# Merging tables

![join-or-merge-in-python-pandas-1.png](attachment:join-or-merge-in-python-pandas-1.png)

## Inner join

Returns only values that are present in both tables (that can match)

function .merge()
arguments 1) what we want to merge 2) on which parameters (that are same in both tables)

### Example 1

TASK: find the total number of rides provided to passengers passing through the Wilson station (station_name == 'Wilson') when riding Chicago's public transportation system on weekdays (day_type == 'Weekday') in July (month == 7)

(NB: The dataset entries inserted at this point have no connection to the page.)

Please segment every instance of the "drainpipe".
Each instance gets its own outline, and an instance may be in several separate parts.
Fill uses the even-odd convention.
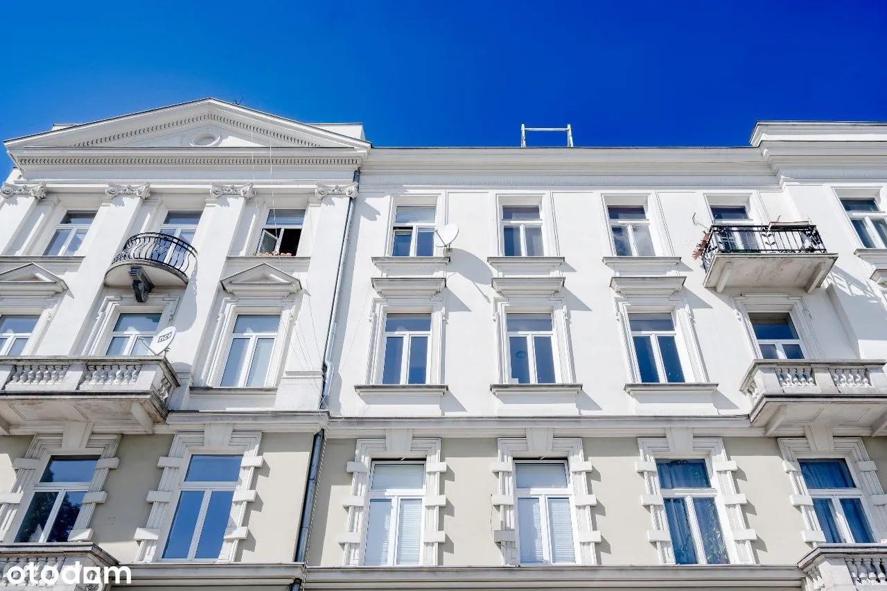
[[[360,192],[360,169],[354,171],[355,196]],[[348,245],[351,238],[351,220],[354,217],[354,198],[348,200],[348,215],[345,218],[345,231],[342,235],[341,251],[339,253],[339,269],[336,271],[335,288],[333,291],[333,305],[330,310],[330,319],[326,331],[326,346],[324,348],[323,386],[320,393],[320,410],[327,410],[329,406],[330,388],[333,383],[333,343],[335,337],[336,317],[339,311],[339,292],[341,291],[342,272],[345,269],[345,257],[348,256]],[[314,509],[314,492],[318,485],[318,474],[320,471],[320,462],[324,450],[324,429],[314,436],[311,445],[311,458],[308,469],[308,480],[305,483],[305,497],[302,503],[302,517],[300,519],[299,540],[295,546],[294,562],[304,563],[305,553],[308,550],[308,532],[311,524],[311,515]],[[291,591],[299,591],[301,581],[295,581],[290,587]]]

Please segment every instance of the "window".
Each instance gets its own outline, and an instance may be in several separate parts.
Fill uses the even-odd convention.
[[[576,563],[567,465],[515,462],[514,492],[521,563]]]
[[[259,234],[257,255],[292,255],[299,247],[304,209],[271,209]]]
[[[650,223],[642,205],[607,208],[613,236],[613,252],[617,256],[653,256]]]
[[[802,460],[801,476],[813,500],[813,512],[829,544],[875,541],[862,507],[862,491],[844,460]]]
[[[73,256],[86,238],[95,211],[68,211],[56,226],[52,240],[43,252],[44,256]]]
[[[425,383],[431,314],[388,314],[382,383]]]
[[[16,542],[65,542],[74,529],[98,458],[56,456],[34,487]]]
[[[657,461],[656,469],[675,562],[728,564],[705,461]]]
[[[542,256],[545,254],[539,206],[502,206],[502,252],[506,256]]]
[[[21,355],[39,319],[37,315],[0,316],[0,355]]]
[[[801,340],[788,312],[752,312],[749,319],[765,359],[804,359]]]
[[[642,382],[682,382],[674,320],[669,313],[628,315],[638,373]]]
[[[261,387],[268,379],[280,317],[277,314],[239,314],[228,351],[222,386]]]
[[[506,315],[512,383],[554,383],[551,314]]]
[[[419,564],[422,549],[425,464],[373,462],[364,564]]]
[[[164,558],[219,558],[240,461],[239,455],[192,456],[180,487]]]
[[[148,345],[157,325],[160,324],[161,314],[122,313],[117,316],[111,333],[111,342],[108,343],[107,355],[151,355]]]
[[[433,256],[435,208],[399,205],[394,217],[392,256]]]
[[[887,214],[874,199],[842,199],[856,234],[866,248],[887,248]]]

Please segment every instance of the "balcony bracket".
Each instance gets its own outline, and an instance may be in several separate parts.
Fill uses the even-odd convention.
[[[130,277],[132,278],[132,291],[136,295],[136,301],[145,303],[148,301],[148,294],[154,288],[154,284],[141,267],[130,267]]]

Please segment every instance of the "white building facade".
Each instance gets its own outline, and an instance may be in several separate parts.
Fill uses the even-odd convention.
[[[202,100],[6,146],[8,564],[887,587],[887,126],[398,149]]]

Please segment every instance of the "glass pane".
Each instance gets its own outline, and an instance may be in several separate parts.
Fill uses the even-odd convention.
[[[635,336],[633,340],[640,381],[644,383],[659,382],[659,371],[656,369],[656,360],[653,357],[652,339],[649,336]]]
[[[610,219],[647,219],[642,205],[611,205],[607,211]]]
[[[521,563],[543,562],[542,516],[538,499],[517,500],[517,530],[520,533]]]
[[[382,366],[382,383],[400,383],[404,360],[404,337],[385,339],[385,364]]]
[[[37,326],[39,316],[0,316],[0,334],[30,335]]]
[[[434,224],[435,207],[398,205],[394,215],[395,224]]]
[[[416,256],[434,256],[435,231],[431,228],[420,228],[416,231]]]
[[[502,219],[538,219],[538,205],[506,205],[502,208]]]
[[[837,529],[837,520],[835,518],[835,509],[828,499],[813,499],[813,512],[820,529],[826,536],[826,543],[840,544],[844,542],[841,531]]]
[[[536,383],[554,383],[554,354],[552,352],[552,337],[534,336],[533,352],[536,354]]]
[[[665,516],[668,520],[671,545],[674,547],[674,562],[678,564],[695,564],[696,548],[693,545],[690,518],[683,499],[664,499]]]
[[[114,332],[153,333],[161,322],[160,314],[121,314]]]
[[[653,239],[650,238],[650,228],[648,225],[632,225],[632,232],[634,232],[634,247],[637,249],[635,255],[638,256],[653,256]]]
[[[567,488],[567,466],[561,461],[515,463],[514,487]]]
[[[866,512],[862,510],[862,501],[859,499],[841,499],[841,508],[847,519],[850,532],[853,535],[856,544],[874,544],[875,537],[872,529],[868,527]]]
[[[416,461],[376,463],[373,465],[370,490],[394,489],[421,491],[425,488],[425,464]]]
[[[864,219],[852,219],[850,222],[853,225],[853,229],[856,230],[857,235],[862,241],[862,246],[867,248],[874,248],[875,240],[868,235],[868,228],[866,227],[866,221]]]
[[[553,563],[565,564],[576,562],[569,499],[548,500],[548,540]]]
[[[271,351],[274,349],[273,338],[255,340],[255,349],[253,351],[253,362],[247,374],[247,386],[257,388],[265,385],[268,379],[268,366],[271,361]]]
[[[431,330],[431,314],[388,314],[385,332],[428,332]]]
[[[83,504],[84,492],[66,492],[65,498],[61,500],[59,507],[59,513],[56,514],[55,523],[50,529],[50,535],[46,538],[48,542],[67,541],[67,537],[71,535],[71,530],[80,515],[80,507]]]
[[[197,516],[203,503],[203,491],[184,491],[178,496],[178,507],[172,519],[164,558],[187,558],[191,540],[197,529]]]
[[[239,314],[234,322],[234,334],[276,333],[279,324],[278,314]]]
[[[365,566],[388,564],[390,532],[391,501],[387,499],[373,499],[366,516],[366,542],[364,545]]]
[[[678,355],[678,343],[671,335],[656,337],[659,343],[659,356],[665,370],[665,381],[672,383],[684,382],[684,370],[680,367],[680,357]]]
[[[670,460],[656,462],[659,486],[672,488],[710,488],[704,460]]]
[[[302,225],[304,209],[271,209],[268,212],[268,225]]]
[[[194,558],[219,557],[222,543],[224,541],[224,532],[228,528],[228,520],[231,517],[231,505],[233,499],[233,491],[213,491],[210,494]]]
[[[545,255],[545,250],[542,248],[541,226],[526,226],[523,229],[523,236],[527,240],[527,256],[542,256]]]
[[[25,514],[25,519],[19,529],[19,535],[15,538],[17,543],[40,541],[58,494],[58,492],[34,493],[31,504],[27,507],[27,513]]]
[[[428,362],[428,337],[410,338],[410,360],[407,367],[407,383],[425,383],[426,366]]]
[[[502,248],[506,256],[523,256],[521,251],[521,228],[519,226],[502,226]]]
[[[777,341],[785,339],[797,341],[797,333],[788,312],[749,314],[751,327],[755,329],[755,336],[759,341]]]
[[[511,359],[511,380],[518,383],[530,383],[530,353],[526,336],[509,336],[508,350]]]
[[[709,564],[729,564],[730,557],[726,554],[726,546],[724,545],[715,500],[695,499],[693,508],[696,513],[699,533],[703,537],[705,562]]]
[[[632,332],[671,332],[674,321],[671,315],[665,314],[629,314],[628,326]]]
[[[551,314],[507,314],[506,325],[510,333],[536,331],[551,332]]]
[[[404,499],[400,501],[400,512],[397,515],[395,563],[418,564],[421,550],[422,500]]]
[[[228,360],[224,364],[224,373],[222,374],[222,386],[238,386],[243,363],[247,359],[247,345],[249,339],[232,339],[231,350],[228,351]]]
[[[616,248],[616,256],[632,256],[632,241],[628,237],[628,228],[624,225],[614,225],[610,227],[613,232],[613,247]]]
[[[98,458],[52,458],[40,482],[90,482]]]
[[[855,488],[844,460],[802,460],[798,463],[807,488]]]
[[[395,230],[394,246],[391,247],[392,256],[409,256],[410,245],[412,243],[412,230]]]

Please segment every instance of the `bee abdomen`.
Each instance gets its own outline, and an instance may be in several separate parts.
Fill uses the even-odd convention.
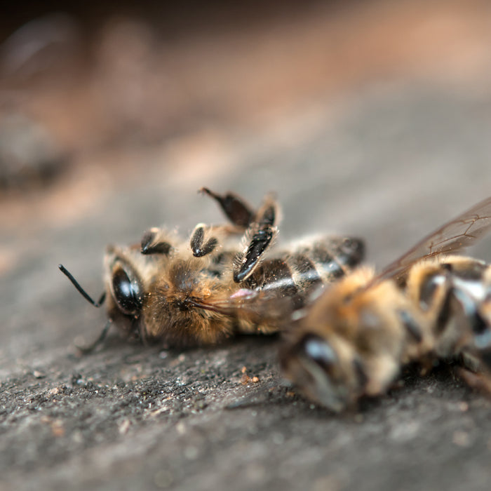
[[[329,237],[311,246],[265,260],[246,281],[248,288],[274,292],[292,299],[294,309],[303,307],[323,284],[344,276],[361,260],[363,242],[355,238]]]

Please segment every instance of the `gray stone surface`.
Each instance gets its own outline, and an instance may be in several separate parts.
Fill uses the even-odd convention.
[[[74,180],[53,216],[41,205],[22,228],[4,227],[2,489],[489,489],[491,403],[451,370],[409,374],[386,396],[333,416],[283,384],[277,339],[180,352],[113,332],[94,354],[72,347],[97,335],[105,316],[57,264],[96,296],[106,243],[163,222],[187,233],[221,219],[196,194],[202,185],[253,203],[276,191],[283,238],[356,234],[379,266],[491,194],[489,94],[394,85],[347,94],[334,116],[328,104],[229,137],[227,159],[213,133],[177,146],[211,141],[198,152],[204,163],[182,166],[163,144],[140,156],[130,180],[107,171],[105,181],[98,170],[83,199]],[[490,260],[490,243],[476,254]],[[260,382],[243,384],[243,367]]]

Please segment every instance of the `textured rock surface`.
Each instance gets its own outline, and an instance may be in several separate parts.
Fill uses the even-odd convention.
[[[367,83],[257,130],[79,153],[48,189],[2,197],[2,488],[488,489],[491,402],[451,370],[332,416],[283,384],[278,339],[180,352],[113,332],[80,357],[74,339],[95,337],[104,312],[57,269],[97,296],[107,243],[221,220],[203,185],[252,203],[276,191],[281,240],[356,234],[382,267],[491,194],[491,94],[478,85]],[[490,243],[476,253],[491,260]]]

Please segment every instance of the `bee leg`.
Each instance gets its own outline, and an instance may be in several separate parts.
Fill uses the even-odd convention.
[[[234,281],[247,279],[259,266],[261,259],[278,233],[275,224],[278,216],[276,202],[268,198],[256,215],[244,236],[245,250],[234,263]]]
[[[142,254],[164,254],[168,255],[172,250],[172,246],[166,240],[166,232],[161,229],[154,227],[147,230],[142,237]]]
[[[253,209],[236,194],[227,193],[222,196],[214,193],[207,187],[202,187],[199,191],[213,198],[234,225],[243,229],[254,220],[255,213]]]
[[[202,257],[213,253],[218,245],[218,239],[212,236],[206,241],[205,237],[218,227],[208,227],[204,223],[199,223],[191,234],[191,250],[195,257]],[[222,228],[222,227],[220,227]]]

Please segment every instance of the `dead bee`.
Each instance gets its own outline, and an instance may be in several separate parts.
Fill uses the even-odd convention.
[[[154,228],[140,245],[109,246],[105,292],[98,302],[60,265],[90,303],[99,307],[107,300],[108,322],[83,351],[100,344],[113,323],[129,337],[180,347],[217,343],[234,332],[274,332],[314,289],[343,276],[363,257],[363,242],[348,237],[322,237],[267,255],[278,231],[272,197],[255,211],[235,194],[202,191],[219,203],[230,224],[199,224],[189,242]]]
[[[457,360],[491,387],[491,265],[455,253],[491,228],[491,198],[425,237],[376,276],[357,269],[330,285],[280,359],[310,399],[339,412],[386,391],[401,368]],[[473,372],[482,372],[474,375]]]

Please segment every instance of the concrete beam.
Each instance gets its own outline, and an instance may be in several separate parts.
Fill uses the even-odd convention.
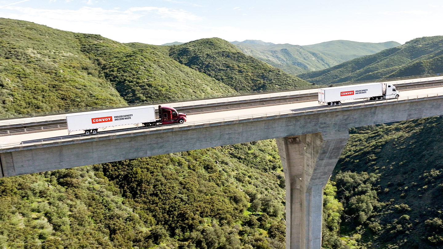
[[[286,249],[319,249],[323,190],[348,131],[277,138],[286,188]]]

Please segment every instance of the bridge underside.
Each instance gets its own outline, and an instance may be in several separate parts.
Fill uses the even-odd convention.
[[[0,149],[0,177],[277,138],[286,183],[287,249],[319,249],[323,190],[349,128],[443,115],[443,96]],[[304,135],[303,135],[304,134]]]

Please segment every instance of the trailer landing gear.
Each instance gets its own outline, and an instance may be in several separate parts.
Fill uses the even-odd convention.
[[[342,102],[340,101],[335,101],[334,102],[330,102],[328,104],[329,105],[340,105],[342,104]]]

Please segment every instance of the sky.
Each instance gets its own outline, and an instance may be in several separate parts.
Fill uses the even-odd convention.
[[[0,17],[155,45],[210,37],[404,44],[443,35],[441,13],[441,0],[0,0]]]

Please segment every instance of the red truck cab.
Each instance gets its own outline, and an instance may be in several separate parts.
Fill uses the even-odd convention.
[[[159,105],[159,117],[162,124],[183,124],[186,122],[186,114],[177,111],[175,108]]]

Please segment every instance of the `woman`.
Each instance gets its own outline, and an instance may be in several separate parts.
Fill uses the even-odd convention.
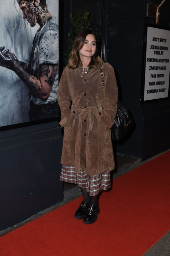
[[[96,221],[99,193],[110,187],[110,171],[115,168],[110,129],[116,113],[117,87],[113,68],[105,62],[104,96],[102,62],[96,34],[87,29],[80,33],[57,93],[60,124],[65,127],[60,179],[80,187],[84,200],[74,217],[86,224]]]

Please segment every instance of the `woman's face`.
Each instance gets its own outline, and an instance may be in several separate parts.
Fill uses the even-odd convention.
[[[91,57],[95,53],[96,49],[96,39],[91,34],[87,35],[83,46],[79,51],[80,57],[81,56]]]

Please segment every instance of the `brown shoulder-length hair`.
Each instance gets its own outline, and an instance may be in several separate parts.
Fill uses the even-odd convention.
[[[68,61],[68,67],[69,68],[74,69],[78,67],[80,60],[79,52],[83,46],[86,37],[89,34],[93,35],[95,38],[96,49],[95,54],[91,57],[91,61],[88,67],[90,68],[94,68],[99,63],[99,61],[98,59],[97,36],[95,33],[92,30],[85,29],[80,32],[75,38],[71,51],[71,57]]]

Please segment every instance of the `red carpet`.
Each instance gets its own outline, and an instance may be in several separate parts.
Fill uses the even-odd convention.
[[[140,256],[170,229],[170,151],[114,180],[91,225],[72,202],[0,238],[1,256]]]

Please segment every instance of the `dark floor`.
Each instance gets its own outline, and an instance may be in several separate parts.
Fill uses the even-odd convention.
[[[163,152],[164,153],[164,152]],[[115,169],[111,172],[111,177],[113,179],[131,171],[145,162],[149,161],[158,155],[155,156],[144,162],[141,162],[141,159],[129,156],[117,154],[115,156]],[[48,212],[79,197],[82,195],[80,189],[73,184],[65,183],[64,185],[64,201],[53,205],[48,209],[42,211],[32,216],[20,223],[11,228],[0,232],[0,237],[7,234],[13,230],[21,227],[32,221],[35,219]],[[157,242],[143,256],[170,256],[170,231]],[[131,255],[130,255],[131,256]],[[136,256],[134,255],[134,256]],[[136,255],[136,256],[140,256]]]

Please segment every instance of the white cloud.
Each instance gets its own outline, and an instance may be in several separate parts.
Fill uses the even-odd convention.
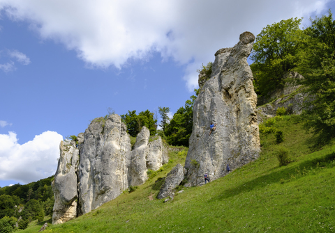
[[[260,32],[267,24],[320,14],[329,0],[0,0],[13,20],[27,20],[43,39],[75,50],[89,66],[121,67],[147,61],[153,51],[186,64],[190,90],[198,86],[195,68],[213,61],[239,34]]]
[[[5,64],[0,64],[0,70],[2,70],[5,72],[9,72],[10,71],[13,71],[16,70],[14,63],[10,61]]]
[[[17,50],[8,51],[8,55],[16,58],[16,60],[22,63],[23,65],[28,65],[30,63],[30,59],[26,56],[26,54],[18,51]]]
[[[4,127],[7,125],[12,126],[12,123],[8,123],[6,120],[0,120],[0,127]]]
[[[0,134],[0,179],[29,183],[54,175],[61,140],[47,131],[20,145],[15,133]]]

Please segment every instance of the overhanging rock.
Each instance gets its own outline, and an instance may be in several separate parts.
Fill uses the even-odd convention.
[[[257,95],[246,61],[254,40],[251,33],[244,32],[234,47],[215,54],[211,77],[194,103],[186,186],[204,184],[204,172],[214,180],[227,174],[228,163],[233,170],[259,156]],[[217,125],[209,136],[211,122]]]

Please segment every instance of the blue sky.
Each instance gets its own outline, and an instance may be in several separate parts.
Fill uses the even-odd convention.
[[[334,1],[0,0],[0,186],[54,174],[60,140],[107,108],[174,113],[239,34]]]

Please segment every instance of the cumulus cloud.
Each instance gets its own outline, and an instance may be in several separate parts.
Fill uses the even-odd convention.
[[[8,123],[6,120],[0,120],[0,127],[4,127],[7,125],[11,126],[12,123]]]
[[[5,64],[0,64],[0,70],[5,72],[9,72],[16,70],[16,67],[13,61],[8,62]]]
[[[45,131],[23,145],[17,134],[0,134],[0,179],[29,183],[54,175],[63,136]]]
[[[163,60],[186,65],[190,90],[198,86],[201,63],[232,47],[246,31],[258,34],[267,24],[320,14],[329,0],[0,0],[13,20],[28,20],[43,39],[77,51],[89,66],[121,68],[153,51]],[[194,70],[195,68],[195,70]]]
[[[23,65],[28,65],[30,63],[30,58],[26,54],[18,51],[17,50],[8,51],[8,55],[15,58],[18,62]]]

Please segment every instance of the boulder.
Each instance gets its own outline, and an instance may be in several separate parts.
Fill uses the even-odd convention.
[[[52,182],[54,196],[52,224],[66,222],[77,216],[78,198],[77,170],[79,150],[75,140],[61,141],[60,157]]]
[[[112,114],[94,119],[77,136],[77,146],[74,140],[61,142],[52,223],[88,213],[130,186],[143,184],[148,169],[156,170],[168,161],[161,137],[150,143],[149,138],[149,129],[143,127],[132,151],[126,124]]]
[[[43,224],[43,225],[42,226],[42,227],[40,227],[40,230],[38,231],[38,232],[44,231],[47,227],[47,223],[45,223]]]
[[[255,36],[240,35],[232,48],[215,54],[210,79],[204,83],[193,105],[193,127],[186,156],[186,186],[204,184],[203,175],[214,180],[257,159],[260,150],[257,122],[257,95],[247,63]],[[211,122],[216,129],[211,135]]]
[[[184,168],[178,163],[166,176],[164,184],[163,184],[157,198],[163,199],[168,196],[171,196],[173,199],[174,193],[172,190],[175,188],[184,179]]]
[[[131,139],[119,115],[94,120],[80,147],[79,200],[86,214],[114,199],[128,188]]]
[[[148,179],[147,175],[147,156],[149,154],[150,131],[144,126],[136,137],[134,149],[131,152],[131,162],[129,169],[129,186],[137,186]]]
[[[298,72],[289,72],[284,76],[286,82],[283,88],[269,93],[269,97],[259,99],[259,105],[262,105],[257,108],[258,123],[265,118],[275,116],[277,109],[281,107],[285,108],[290,114],[302,113],[303,104],[307,96],[303,92],[302,86],[297,84],[298,81],[302,79],[304,77]]]

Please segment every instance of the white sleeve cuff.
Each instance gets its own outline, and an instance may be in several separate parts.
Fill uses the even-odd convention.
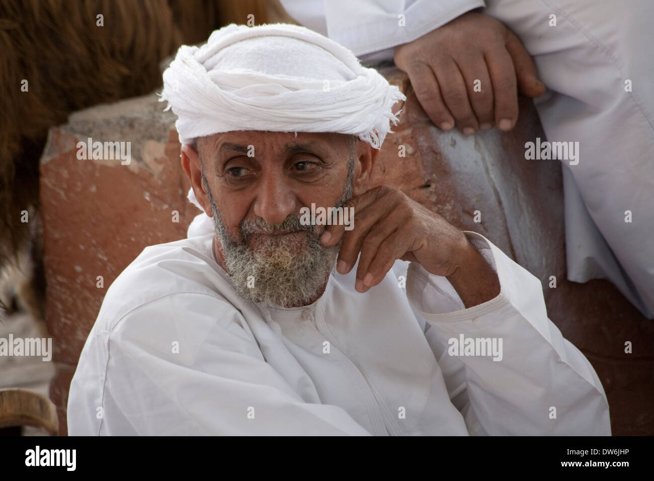
[[[363,5],[352,0],[325,2],[329,37],[360,56],[412,42],[466,12],[485,6],[483,0],[417,0],[405,10],[404,2],[402,5],[397,9],[394,2],[379,3],[363,14]]]

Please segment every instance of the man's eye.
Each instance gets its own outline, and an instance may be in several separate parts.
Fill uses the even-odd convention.
[[[247,173],[246,171],[247,171],[247,169],[245,167],[232,167],[227,169],[227,171],[230,173],[230,175],[233,177],[245,176],[245,174]]]
[[[296,162],[293,166],[297,170],[301,172],[311,172],[318,168],[318,164],[315,162],[309,162],[305,160]]]

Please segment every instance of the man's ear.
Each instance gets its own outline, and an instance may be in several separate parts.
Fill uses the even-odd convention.
[[[191,187],[193,188],[196,198],[202,206],[205,213],[210,217],[213,217],[211,203],[209,201],[209,196],[202,182],[202,164],[200,162],[199,154],[192,146],[184,145],[182,146],[180,156],[182,158],[182,168],[191,181]]]
[[[368,142],[358,140],[354,156],[354,181],[352,193],[359,196],[368,190],[370,187],[372,169],[377,162],[379,149],[375,149]]]

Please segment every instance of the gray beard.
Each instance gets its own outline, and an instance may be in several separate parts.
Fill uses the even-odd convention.
[[[341,200],[341,207],[353,195],[354,156],[351,156],[347,180]],[[227,230],[214,202],[202,171],[202,181],[207,192],[213,221],[222,247],[228,274],[234,289],[241,297],[253,302],[284,308],[306,306],[322,293],[334,268],[343,238],[330,247],[324,247],[320,236],[326,226],[314,234],[315,226],[302,225],[300,216],[291,214],[281,224],[269,224],[260,217],[243,219],[239,228],[242,241]],[[259,236],[282,230],[303,235]],[[249,245],[256,241],[256,249]],[[301,248],[298,249],[298,243]]]

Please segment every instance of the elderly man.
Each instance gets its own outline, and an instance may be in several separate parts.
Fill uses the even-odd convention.
[[[403,97],[375,71],[301,27],[232,25],[164,80],[206,215],[109,289],[70,434],[610,434],[539,281],[366,190]]]

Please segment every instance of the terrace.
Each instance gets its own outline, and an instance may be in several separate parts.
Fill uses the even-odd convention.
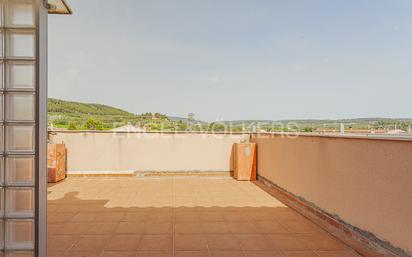
[[[48,256],[408,256],[409,139],[143,135],[50,133],[71,177],[48,188]],[[245,136],[256,182],[229,176]]]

We have 3 tables of petrol station data (ridership, cal, stations) 

In [None]:
# Merge the ridership, cal, and stations tables
ridership_cal_stations = ridership.merge(cal, on=['year','month','day']) \
							.merge(stations, on='station_id')

# Create a filter to filter ridership_cal_stations
filter_criteria = ((ridership_cal_stations['month'] == 7) 
                   & (ridership_cal_stations['day_type'] == 'Weekday') 
                   & (ridership_cal_stations['station_name'] == 'Wilson'))

# Use .loc and the filter to select for rides
print(ridership_cal_stations.loc[filter_criteria, 'rides'].sum())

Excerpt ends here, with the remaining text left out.